Слободка - Михаэль Верник
Шрифт:
Интервал:
Закладка:
С другими детьми баба Васылына не церемонилась. Могла накричать, погрозить суковатой своей палкой, кинуть щепкой вслед башибузукам. А на меня только смотрела…
Однажды я услыхал, как она сказала соседскому Саньке, местному заправиле, моему доброму другу и злому гению, когда тот подбивал нас очистить от свежесозревшего гороха соседский огород: «Тильки це жидэнятко оставьтэ в покое». Я уже знал, что «жидёнок», «еврейчик» – это определения, выделяющие меня из оравы других пацанов, знал, что за обращение «жид» надо сразу бить в морду, но смысл этих мантр до меня не доходил. Я не видел, что чем-то отличаюсь от своих корешков–слободчан, да и они признавали во мне равноценную единицу.

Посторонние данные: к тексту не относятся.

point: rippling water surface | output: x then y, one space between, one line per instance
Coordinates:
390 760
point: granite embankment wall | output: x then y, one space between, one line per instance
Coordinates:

В доме, хоть старшее поколение говорило на идиш, родители уже, практически, не знали этого языка. Моя слободская бабушка, мамина мать, была одной из первых комсомолок города. Поэтому о соблюдении каких-либо религиозных традиций, (а еврейские традиции все религиозные) речи не шло. Пускаясь в воспоминания, она иногда проговаривалась, что в годы её детства, до революции, в праздники, они всей семьей шли молиться. И я живо представлял себе, как в Первомай вся многодетная семья моей бабушки, возглавляемая прадедом с окладистой бородой, знакомым мне по старинному фото, увитая кумачовыми лентами и украшенная гвоздиками, степенно шагает в направлении Троицкой церкви. Про вторую бабушку, мать отца, я слышал, что в Пасху она была в синагоге. Для меня, тогдашнего, это звучало так же бессмысленно, как если бы сказали, что в День рационализатора она была на конференции. А тут – «жидэнятко» из старческих уст бабы Васылыны. Не прикажете же бить по морде. Охота лезть со всеми в чужой огород у меня, на этот день, пропала.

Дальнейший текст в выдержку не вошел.